Bien qu’extérieurs à l’Allemagne, les Pentagon leaks de 2023 ont montré la dépendance européenne à des flux informationnels internationaux qu’elle maîtrise de moins en moins.
L’interception par les Russes de discussions internes allemandes sur les missiles Taurus en 2024 a illustré la difficulté de Berlin à contenir ses propres débats stratégiques dans un environnement informationnel hostile.

Ces épisodes ne traduisent pas une faillite du renseignement allemand, mais une réalité plus profonde : l’Allemagne ne dispose pas des moyens informationnels lui permettant de contrôler la narration stratégique européenne, encore moins de l’imposer.

Le mythe de la trahison : symptôme, non cause

Le récit de l’« officier allemand de l’OTAN » ayant trahi lors de la contre-offensive ukrainienne de 2023 doit être interprété à cette aune.

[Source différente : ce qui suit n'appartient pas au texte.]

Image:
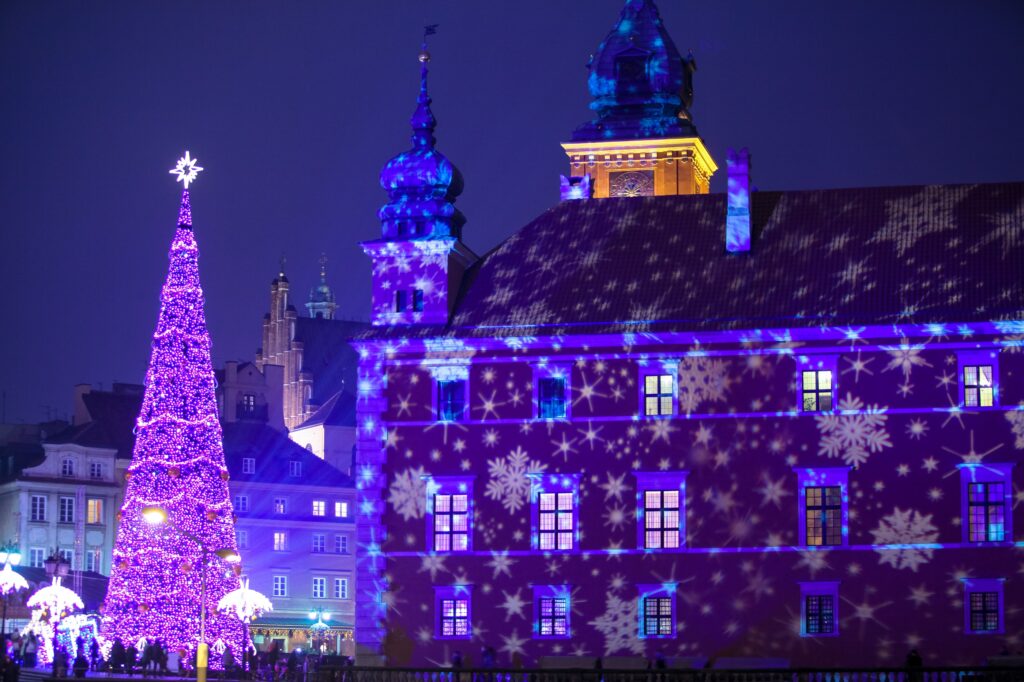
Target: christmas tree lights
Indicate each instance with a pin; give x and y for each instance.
(177, 465)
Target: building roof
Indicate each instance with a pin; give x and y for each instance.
(273, 452)
(327, 354)
(832, 257)
(112, 424)
(338, 411)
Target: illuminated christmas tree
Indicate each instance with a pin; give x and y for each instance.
(177, 470)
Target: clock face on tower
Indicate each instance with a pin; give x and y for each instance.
(632, 183)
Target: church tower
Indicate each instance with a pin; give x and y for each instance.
(420, 258)
(322, 303)
(642, 140)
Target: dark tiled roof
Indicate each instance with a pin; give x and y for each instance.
(338, 411)
(834, 257)
(328, 355)
(273, 452)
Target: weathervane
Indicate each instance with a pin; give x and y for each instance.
(186, 170)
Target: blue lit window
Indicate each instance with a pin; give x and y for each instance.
(818, 609)
(451, 399)
(551, 397)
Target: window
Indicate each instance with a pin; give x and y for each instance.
(451, 522)
(453, 607)
(823, 506)
(551, 611)
(657, 610)
(37, 511)
(67, 510)
(818, 616)
(94, 560)
(451, 399)
(816, 389)
(556, 522)
(983, 606)
(94, 510)
(823, 512)
(986, 496)
(657, 393)
(553, 511)
(660, 517)
(978, 386)
(551, 397)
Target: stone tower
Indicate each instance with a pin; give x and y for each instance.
(642, 140)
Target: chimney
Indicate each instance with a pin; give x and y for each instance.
(81, 412)
(737, 219)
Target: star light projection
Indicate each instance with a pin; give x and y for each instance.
(178, 465)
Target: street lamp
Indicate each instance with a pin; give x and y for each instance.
(9, 583)
(158, 516)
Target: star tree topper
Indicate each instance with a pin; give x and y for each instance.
(186, 170)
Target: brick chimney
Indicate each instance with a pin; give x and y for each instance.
(737, 220)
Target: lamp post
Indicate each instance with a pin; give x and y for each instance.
(55, 566)
(158, 516)
(9, 583)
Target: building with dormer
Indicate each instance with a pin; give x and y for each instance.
(759, 428)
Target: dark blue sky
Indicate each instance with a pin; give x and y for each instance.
(294, 107)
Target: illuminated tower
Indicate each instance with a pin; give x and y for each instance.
(642, 140)
(420, 258)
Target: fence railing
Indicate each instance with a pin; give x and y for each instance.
(350, 674)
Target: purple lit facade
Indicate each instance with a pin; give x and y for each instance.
(769, 426)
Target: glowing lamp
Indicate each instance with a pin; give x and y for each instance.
(155, 515)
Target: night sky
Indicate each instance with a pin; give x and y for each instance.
(293, 108)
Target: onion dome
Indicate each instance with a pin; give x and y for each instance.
(422, 184)
(640, 86)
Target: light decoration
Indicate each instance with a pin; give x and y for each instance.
(50, 605)
(185, 169)
(178, 466)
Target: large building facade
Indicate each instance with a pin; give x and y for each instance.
(753, 428)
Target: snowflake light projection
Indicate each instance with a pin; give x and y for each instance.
(50, 606)
(178, 465)
(186, 170)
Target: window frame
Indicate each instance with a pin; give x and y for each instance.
(542, 483)
(978, 358)
(658, 367)
(984, 585)
(987, 473)
(542, 592)
(817, 363)
(449, 485)
(819, 589)
(823, 477)
(549, 371)
(656, 591)
(453, 592)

Il ne révèle ni une infiltration réelle, ni une défaillance exceptionnelle des services allemands. Il fonctionne comme un symptôme narratif, révélateur d’un déséquilibre stratégique plus large.

Ce type de récit prospère précisément dans les espaces où l’autorité informationnelle est diffuse, sans réelle coordination stratégique, et les ambitions politiques excèdent les moyens réels. Loin de démontrer une centralité allemande, ce mythe souligne au contraire l’incapacité de Berlin à verrouiller l’espace interprétatif dans lequel se joue la guerre de l’information.

C’est ici que l’analyse par le renseignement prend tout son sens critique.

L’ambition de Friedrich Merz de reprendre la main en Europe suppose une capacité d’anticipation stratégique autonome, une maîtrise de l’espace informationnel et une aptitude à structurer la décision collective. Or, le renseignement allemand montre exactement l’inverse :une dépendance persistante aux alliés, une exposition élevée aux opérations d’influence et une culture de la retenue incompatible avec l’exercice d’un leadership informationnel. Il ne s’agit pas d’un échec conjoncturel, mais d’un désajustement structurel entre ambition et instrument.

L’analyse par le renseignement conduit à une conclusion claire : l’ambition européenne de Friedrich Merz est surdimensionnée au regard des moyens informationnels allemands. Non parce que ceux-ci seraient défaillants, mais parce qu’ils ont été conçus pour protéger une démocratie, non pour organiser une hégémonie.

Le renseignement allemand est efficace là où il a été pensé pour l’être : la vigilance, la protection, la prévention de la démocratie. Il ne peut, sans transformation doctrinale profonde — politiquement et culturellement improbable — devenir l’outil central d’une reprise en main stratégique de l’Europe.

Dans un environnement où la puissance se mesure à la capacité de structurer l’information, l’Allemagne demeure un acteur essentiel, mais non directeur. Toute ambition contraire relève moins d’une stratégie que d’une illusion politique.